Soehn’s most unappreciated strength however, except to the Whitecaps ownership, is his ability to judge talent and handle personalities, the latter being perhaps the most important skill a coach in any professional sport can have.

“That’s just how he is. He is very observant of everything that is going on around him and he knows how try to get guys to succeed and get the best out of them. It’s about managing guys as a coach but it’s also about teaching young guys and enabling them to grow as a player,” said Wolff.

“I was fortunate to have those types of guys around me like that in Chicago and have Tommy as my roommate. He is certainly very good for any organization and Vancouver is certainly starting to show their worth a bit.”

One two of his most under-appreciated accomplishments during his tenure in Washington was drafting and then the initial development of Chris Pontius and the resurrection of Santino Quaranta.

“The biggest thing for me is that he gave me confidence and he put his trust in me and it started in my very first game,” said Pontius, who started that first game. “And he continued to put that confidence in me throughout the year even though there are rough patches your rookie year, you hit some games when you are not playing as well as you should and it’s a learning experience but he kept playing me and I thank him for that.”

And just as Soehn and other players were treated during his developmental years in the era in the 70’s and 80’s, he was unrelenting on the young Pontius because he saw early on what he could be.

“Every training session he was on me to be a better player and that is something that stuck with me,” Pontius added. “And sometimes I would get frustrated with him because I thought he was picking on me but it was because he knew my potential and he wanted me to reach that potential so he was on me every second. The little things that go unnoticed he was always harping on me for.”
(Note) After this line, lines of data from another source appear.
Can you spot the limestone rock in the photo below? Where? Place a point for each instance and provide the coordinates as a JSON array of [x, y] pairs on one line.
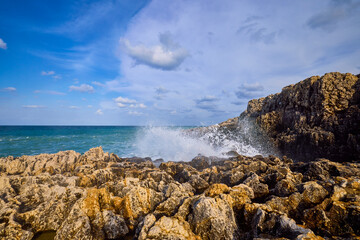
[[317, 117]]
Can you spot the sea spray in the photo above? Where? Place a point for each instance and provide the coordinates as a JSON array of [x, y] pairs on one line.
[[177, 144], [170, 144]]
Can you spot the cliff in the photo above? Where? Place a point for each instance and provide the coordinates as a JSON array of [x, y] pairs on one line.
[[317, 117]]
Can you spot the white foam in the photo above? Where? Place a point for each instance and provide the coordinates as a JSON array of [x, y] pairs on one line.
[[175, 144]]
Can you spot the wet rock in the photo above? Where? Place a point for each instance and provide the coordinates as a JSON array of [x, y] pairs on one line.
[[213, 219], [101, 196], [114, 225], [313, 193], [317, 117], [260, 189], [168, 228]]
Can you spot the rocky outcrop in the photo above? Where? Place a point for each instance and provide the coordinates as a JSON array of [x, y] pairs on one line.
[[317, 117], [101, 196]]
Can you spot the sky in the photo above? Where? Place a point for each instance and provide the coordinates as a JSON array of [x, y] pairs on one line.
[[160, 62]]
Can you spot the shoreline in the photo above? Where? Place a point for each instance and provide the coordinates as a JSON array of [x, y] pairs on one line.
[[99, 195]]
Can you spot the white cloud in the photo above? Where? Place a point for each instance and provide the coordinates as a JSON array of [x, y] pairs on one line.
[[33, 106], [46, 73], [98, 84], [124, 100], [3, 44], [49, 92], [82, 88], [99, 112], [74, 107], [121, 105], [141, 105], [135, 113], [166, 56], [9, 89], [247, 91], [208, 98]]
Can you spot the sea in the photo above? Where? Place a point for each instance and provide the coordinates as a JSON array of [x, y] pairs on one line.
[[168, 143]]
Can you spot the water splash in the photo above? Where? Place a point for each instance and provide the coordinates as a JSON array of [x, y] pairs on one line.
[[176, 144]]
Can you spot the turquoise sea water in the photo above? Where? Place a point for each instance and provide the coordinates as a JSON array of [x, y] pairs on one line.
[[169, 143], [32, 140]]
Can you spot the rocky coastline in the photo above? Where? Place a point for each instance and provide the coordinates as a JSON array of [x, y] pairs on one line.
[[98, 195], [310, 191]]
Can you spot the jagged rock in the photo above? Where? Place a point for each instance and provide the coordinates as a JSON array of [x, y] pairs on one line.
[[260, 189], [317, 117], [213, 219], [169, 228], [114, 225], [101, 196], [313, 193]]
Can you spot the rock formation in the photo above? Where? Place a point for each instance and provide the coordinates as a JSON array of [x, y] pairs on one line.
[[101, 196], [317, 117]]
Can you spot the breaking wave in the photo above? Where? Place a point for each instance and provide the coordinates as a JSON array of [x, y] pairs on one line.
[[178, 144]]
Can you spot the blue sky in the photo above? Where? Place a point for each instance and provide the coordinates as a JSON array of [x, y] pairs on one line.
[[163, 62]]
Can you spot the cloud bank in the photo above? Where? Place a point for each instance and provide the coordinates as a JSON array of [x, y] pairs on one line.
[[168, 55]]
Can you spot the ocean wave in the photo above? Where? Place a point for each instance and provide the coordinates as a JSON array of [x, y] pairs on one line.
[[175, 144]]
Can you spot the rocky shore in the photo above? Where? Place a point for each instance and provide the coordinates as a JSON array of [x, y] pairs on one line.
[[99, 195]]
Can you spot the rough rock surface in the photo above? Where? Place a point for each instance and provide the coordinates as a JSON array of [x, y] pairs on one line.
[[317, 117], [101, 196]]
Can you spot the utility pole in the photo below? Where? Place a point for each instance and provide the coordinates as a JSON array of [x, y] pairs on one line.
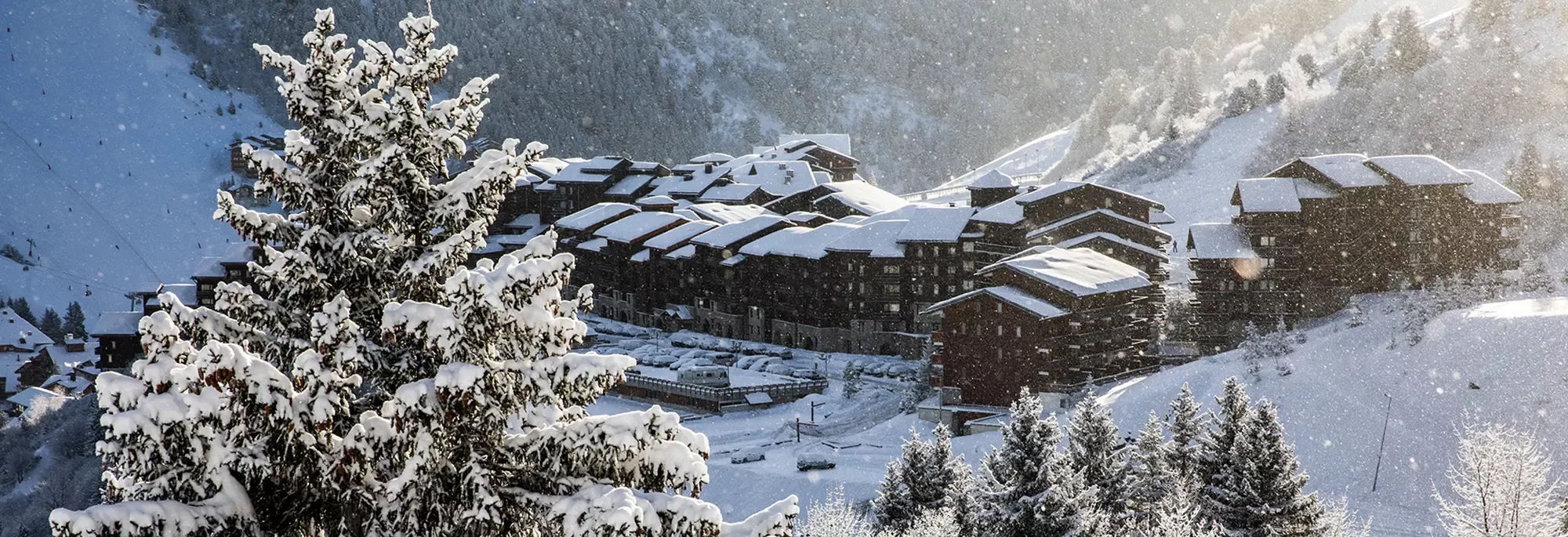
[[1379, 468]]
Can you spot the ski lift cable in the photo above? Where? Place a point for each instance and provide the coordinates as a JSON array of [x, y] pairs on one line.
[[89, 203]]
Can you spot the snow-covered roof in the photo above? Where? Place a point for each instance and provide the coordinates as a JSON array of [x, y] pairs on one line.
[[995, 180], [730, 194], [1486, 190], [1111, 238], [799, 242], [683, 253], [1421, 170], [639, 227], [725, 212], [1108, 212], [865, 197], [680, 234], [1219, 241], [595, 216], [630, 184], [1007, 294], [20, 333], [728, 234], [32, 396], [1078, 270], [880, 239], [929, 223], [713, 158], [780, 178], [1346, 170]]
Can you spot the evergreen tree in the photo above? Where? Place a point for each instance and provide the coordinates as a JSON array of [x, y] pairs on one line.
[[53, 325], [23, 310], [1097, 452], [76, 322], [369, 382], [1277, 484], [1150, 476], [1227, 496]]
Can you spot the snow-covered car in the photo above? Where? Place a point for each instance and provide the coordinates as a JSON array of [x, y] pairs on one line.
[[815, 460], [741, 457]]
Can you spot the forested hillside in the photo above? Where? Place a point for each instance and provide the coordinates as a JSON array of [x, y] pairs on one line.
[[929, 89]]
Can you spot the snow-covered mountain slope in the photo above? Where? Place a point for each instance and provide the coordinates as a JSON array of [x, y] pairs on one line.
[[111, 154]]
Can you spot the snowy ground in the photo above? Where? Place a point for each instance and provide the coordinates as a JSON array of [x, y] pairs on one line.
[[111, 154]]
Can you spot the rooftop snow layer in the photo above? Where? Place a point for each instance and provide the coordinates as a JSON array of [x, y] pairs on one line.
[[1346, 170], [595, 216], [995, 180], [639, 227], [115, 324], [1219, 241], [680, 234], [1486, 190], [728, 234], [1007, 294], [1421, 170], [1076, 270], [880, 239]]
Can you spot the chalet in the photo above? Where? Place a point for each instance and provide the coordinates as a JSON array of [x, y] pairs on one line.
[[1319, 230], [1048, 319], [18, 335]]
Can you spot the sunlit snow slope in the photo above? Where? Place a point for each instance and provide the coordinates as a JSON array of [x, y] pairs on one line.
[[111, 153]]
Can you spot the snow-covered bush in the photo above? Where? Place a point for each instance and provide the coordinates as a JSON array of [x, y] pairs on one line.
[[368, 382]]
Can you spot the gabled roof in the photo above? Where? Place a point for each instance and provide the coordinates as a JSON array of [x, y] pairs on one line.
[[879, 239], [639, 227], [725, 212], [779, 178], [20, 333], [1076, 270], [1219, 241], [995, 180], [115, 324], [1421, 170], [1484, 190], [595, 216], [1117, 239], [1009, 294], [680, 234], [728, 234], [1087, 214], [1345, 170]]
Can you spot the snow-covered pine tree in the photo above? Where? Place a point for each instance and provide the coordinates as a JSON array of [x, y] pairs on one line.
[[53, 325], [1188, 429], [1097, 452], [1150, 476], [369, 382], [76, 322], [1500, 485], [1224, 460], [1282, 509]]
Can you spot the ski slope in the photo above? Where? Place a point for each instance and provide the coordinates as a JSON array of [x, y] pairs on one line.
[[111, 154]]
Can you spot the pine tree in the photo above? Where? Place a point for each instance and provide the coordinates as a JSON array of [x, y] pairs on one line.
[[53, 327], [369, 382], [1097, 452], [1150, 476], [23, 310], [76, 322], [1277, 484], [1227, 496]]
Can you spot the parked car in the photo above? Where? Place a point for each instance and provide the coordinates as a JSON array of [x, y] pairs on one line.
[[815, 460], [741, 457]]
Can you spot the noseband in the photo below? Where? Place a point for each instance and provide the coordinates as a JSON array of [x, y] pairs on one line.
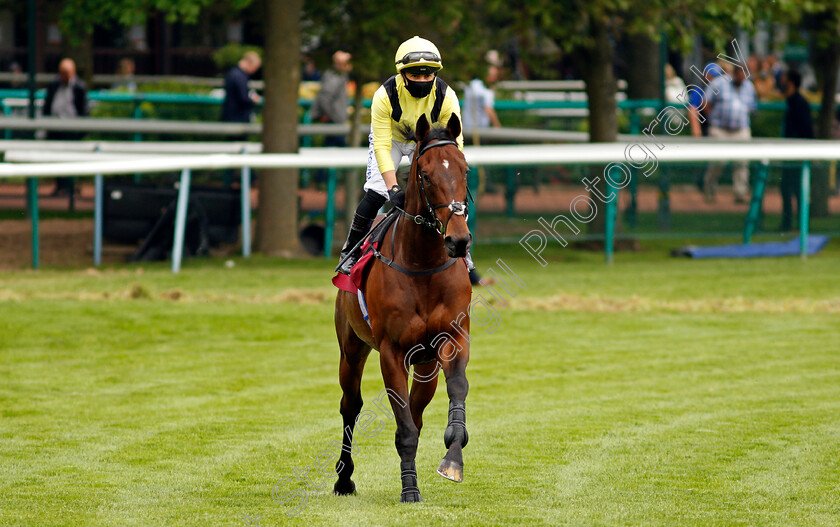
[[456, 208]]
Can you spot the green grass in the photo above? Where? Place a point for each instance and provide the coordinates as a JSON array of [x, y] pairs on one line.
[[653, 392]]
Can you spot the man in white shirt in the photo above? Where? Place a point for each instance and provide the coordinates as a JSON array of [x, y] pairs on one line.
[[479, 100]]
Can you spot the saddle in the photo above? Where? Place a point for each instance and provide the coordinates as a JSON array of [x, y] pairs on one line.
[[354, 281]]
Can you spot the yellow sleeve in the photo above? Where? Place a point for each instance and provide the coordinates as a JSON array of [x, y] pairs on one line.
[[451, 106], [380, 119]]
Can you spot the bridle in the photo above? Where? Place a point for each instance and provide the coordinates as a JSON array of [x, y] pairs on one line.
[[456, 208]]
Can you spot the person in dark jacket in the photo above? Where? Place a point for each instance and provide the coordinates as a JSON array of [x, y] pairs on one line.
[[798, 124], [66, 98], [239, 102]]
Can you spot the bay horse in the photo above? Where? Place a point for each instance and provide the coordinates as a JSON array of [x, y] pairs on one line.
[[414, 295]]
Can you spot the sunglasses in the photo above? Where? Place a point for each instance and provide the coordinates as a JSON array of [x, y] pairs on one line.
[[417, 56]]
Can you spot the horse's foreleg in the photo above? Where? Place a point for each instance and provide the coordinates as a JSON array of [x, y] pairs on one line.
[[455, 437], [396, 382], [423, 388], [354, 353]]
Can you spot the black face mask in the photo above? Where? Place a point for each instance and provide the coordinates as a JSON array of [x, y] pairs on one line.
[[418, 89]]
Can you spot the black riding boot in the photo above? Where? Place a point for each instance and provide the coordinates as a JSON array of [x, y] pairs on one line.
[[358, 230], [363, 219]]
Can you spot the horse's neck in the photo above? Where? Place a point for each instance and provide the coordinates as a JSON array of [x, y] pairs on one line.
[[417, 246]]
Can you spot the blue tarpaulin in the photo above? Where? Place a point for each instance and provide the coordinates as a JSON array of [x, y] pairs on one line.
[[753, 250]]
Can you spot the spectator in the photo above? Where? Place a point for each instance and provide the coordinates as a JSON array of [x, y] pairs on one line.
[[309, 72], [479, 112], [798, 124], [765, 83], [331, 103], [695, 99], [66, 98], [125, 71], [239, 103], [729, 103], [18, 80], [674, 85], [479, 101]]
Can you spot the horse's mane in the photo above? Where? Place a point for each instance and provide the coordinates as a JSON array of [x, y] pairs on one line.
[[437, 132]]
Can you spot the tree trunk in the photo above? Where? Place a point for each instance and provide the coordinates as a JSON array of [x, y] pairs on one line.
[[277, 214], [596, 66], [352, 186], [827, 63], [643, 68]]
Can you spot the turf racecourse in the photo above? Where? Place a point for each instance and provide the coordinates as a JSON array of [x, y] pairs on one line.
[[653, 392]]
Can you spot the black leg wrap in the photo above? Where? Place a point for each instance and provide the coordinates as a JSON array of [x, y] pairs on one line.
[[457, 427], [408, 475]]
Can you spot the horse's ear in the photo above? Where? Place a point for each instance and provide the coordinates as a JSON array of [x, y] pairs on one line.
[[422, 128], [454, 126]]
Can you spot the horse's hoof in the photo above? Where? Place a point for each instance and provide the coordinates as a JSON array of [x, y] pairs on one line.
[[451, 470], [411, 497], [344, 488]]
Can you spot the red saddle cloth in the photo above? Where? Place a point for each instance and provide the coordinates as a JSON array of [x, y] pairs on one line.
[[353, 283]]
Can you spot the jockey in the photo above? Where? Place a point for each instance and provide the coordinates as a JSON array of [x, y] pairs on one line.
[[396, 107]]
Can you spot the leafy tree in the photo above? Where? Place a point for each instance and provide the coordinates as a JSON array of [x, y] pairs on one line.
[[589, 30], [822, 20], [278, 207]]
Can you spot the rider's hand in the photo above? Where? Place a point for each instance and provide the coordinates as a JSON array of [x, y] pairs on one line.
[[396, 195]]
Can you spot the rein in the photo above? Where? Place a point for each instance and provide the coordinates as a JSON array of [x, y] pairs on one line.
[[391, 263]]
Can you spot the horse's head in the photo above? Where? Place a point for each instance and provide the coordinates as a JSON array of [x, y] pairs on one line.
[[437, 186]]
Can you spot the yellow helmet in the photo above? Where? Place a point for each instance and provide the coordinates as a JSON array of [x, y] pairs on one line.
[[418, 52]]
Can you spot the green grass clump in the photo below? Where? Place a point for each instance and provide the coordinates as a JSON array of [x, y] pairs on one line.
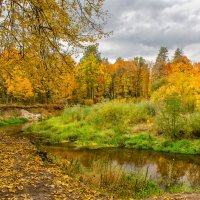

Quaranta was not only on his way out of the league but on his way to destroying himself in the process. After drugs, depression and addictions nearly ended his career and possibly his life, Soehn took a chance on him and he hasn’t looked back since.

“Tommy is a special guy to me. He was my first coach back (with United). I really love Tommy. He’s a great guy and a great coach,” said a nearly emotional Quaranta.

Quaranta Update:

After playing an unexpected full 90-minutes in the 3-3 draw with Toronto, it was no surprise that Santino Quaranta slept pretty well Saturday night.

“I was exhausted. It was probably one of the best night’s sleep I’ve had in a long time because physically, when I woke up Sunday morning everything was sore. It was like a good sore,” said a very happy Quaranta. “It was good to be back.”

Quaranta did not show any post-concussion symptoms after the match so he should be clear for the rest of the season.

“Once you are over it you are not any more susceptible than anyone else on the field, at least that’s what I’ve been told,” he said.